フルートは1000年は生きているのだ。易々と彼女の域に達せられるわけがない。ああ見えてもお年寄りなんだよな。

 「こら、我を年より扱いするでない。まだまだ若いぞ。」「まだまだって年寄り臭いよ。」

 「翼、我の恐ろしさを知りたいようだな。」「そんなことないよ。尊敬しているのだから。」

 「そうか、尊敬か・・・ふ~ん。」

フルートはそれっきり黙り込んでしまった。気に障ることは言っていないはずだ。魔法の師匠なんだから尊敬して当たり前だろ。何が気に入らないのだ。

 俺も黙って考え込む。すると魔力探知に反応がある。5人のパーティの後ろに軍隊らしきものがついてきている。これは話し合いは難しいか。どうしたものか。

 しばらく様子を見ていると全員一斉に立ち止まる。どうやらこちらに気づいたらしい。さあ、どう動く。
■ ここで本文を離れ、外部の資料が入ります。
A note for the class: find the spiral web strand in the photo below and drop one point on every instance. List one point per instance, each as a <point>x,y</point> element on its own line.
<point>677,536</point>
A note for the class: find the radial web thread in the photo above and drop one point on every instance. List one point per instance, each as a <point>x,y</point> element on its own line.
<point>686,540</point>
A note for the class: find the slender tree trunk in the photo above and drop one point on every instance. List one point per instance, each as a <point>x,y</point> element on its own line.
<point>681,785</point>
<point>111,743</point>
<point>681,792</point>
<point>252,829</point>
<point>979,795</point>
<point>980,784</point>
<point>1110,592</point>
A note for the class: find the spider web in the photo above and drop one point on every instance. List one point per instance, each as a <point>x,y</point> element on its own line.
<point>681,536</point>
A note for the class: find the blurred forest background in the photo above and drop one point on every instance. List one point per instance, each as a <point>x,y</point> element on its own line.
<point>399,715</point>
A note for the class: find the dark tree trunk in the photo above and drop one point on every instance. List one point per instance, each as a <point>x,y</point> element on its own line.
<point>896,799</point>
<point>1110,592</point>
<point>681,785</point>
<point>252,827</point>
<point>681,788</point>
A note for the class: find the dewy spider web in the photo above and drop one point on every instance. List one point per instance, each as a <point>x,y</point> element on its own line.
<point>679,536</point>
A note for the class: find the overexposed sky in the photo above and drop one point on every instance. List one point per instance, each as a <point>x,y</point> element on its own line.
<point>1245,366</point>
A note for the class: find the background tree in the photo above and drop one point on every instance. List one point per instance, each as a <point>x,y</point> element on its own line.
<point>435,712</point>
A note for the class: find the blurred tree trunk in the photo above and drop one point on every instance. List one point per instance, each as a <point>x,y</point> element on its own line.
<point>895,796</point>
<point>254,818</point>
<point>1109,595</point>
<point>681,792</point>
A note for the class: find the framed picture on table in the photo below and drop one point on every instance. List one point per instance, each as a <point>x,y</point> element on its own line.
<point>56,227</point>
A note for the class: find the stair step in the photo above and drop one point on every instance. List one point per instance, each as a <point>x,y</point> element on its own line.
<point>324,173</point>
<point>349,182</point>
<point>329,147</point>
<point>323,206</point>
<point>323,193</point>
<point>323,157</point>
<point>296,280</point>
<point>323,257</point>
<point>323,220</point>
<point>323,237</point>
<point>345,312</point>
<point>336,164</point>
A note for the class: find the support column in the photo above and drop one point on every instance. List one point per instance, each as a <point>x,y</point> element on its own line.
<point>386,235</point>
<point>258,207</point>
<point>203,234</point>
 待っていると軍隊らしきものはそこに止まったままで5人のパーティが近づいて来る。これなら話し合いができるかもしれない。俺は話を受け入れてくれることを期待する。

 「翼、5人の力量は大したことはない。いざとなったら殺してしまえ。」「なぜ、そんなこと言うんだ。同じ学校の生徒だぞ。」

 「雪島や谷垣を見ただろどう変わっているかわからないぞ。」「そうだったね。」

俺は戦にならないことを期待する。そして、戦いにならないことを願う。

 5人のパーティは足早に近づいて来る。服装と装備から勇者パーティで間違いないようだ。俺は5人のうち4人を知っていた。

 サッカー部の井上部長と小室、バレー部の小塚と神谷だ。井上が俺に声をかける。

 「萩原君だね。俺のことは分かるかな。」「サッカー部の井上先輩ですね。その恰好はどうしたのですか。」

 「勇者をしているんだ。みんなで勇者パーティをしている。」「それでコルトバ王国へ攻めてきたのですか。」

 「そうだ。君は何をしているんだ。戦争に巻き込まれるぞ。逃げるんだ。」「俺は話をするために来ました。引き返すことはできませんか。」

 「それはできない。国王の命令があるんだ。」「俺たちはみんなを元の世界に返すことが出来ます。もうやめましょう。」

 「帰れるのか・・・いや、今はできない。」「どうしてですか。」

 「第三騎士団がいる。今、俺がいなくなったらエルトは彼らに略奪と凌辱を受ける。歯止めが効かなくなる。」「それは、こちらの世界の問題でしょう。」

 「頼む。どいてくれ。」「できません。」

 「なら力づくで通るぞ。みんな、殺すなよ。子供もいる。手加減を忘れるな。」「俺に手加減は不要ですよ。」

5人は散らばりフォーメーションを組む。井上と小塚、知らない残りの一人が前衛で、小室と神谷のどちらかが魔法使いだろう。俺は戦いは避けられないと覚悟する。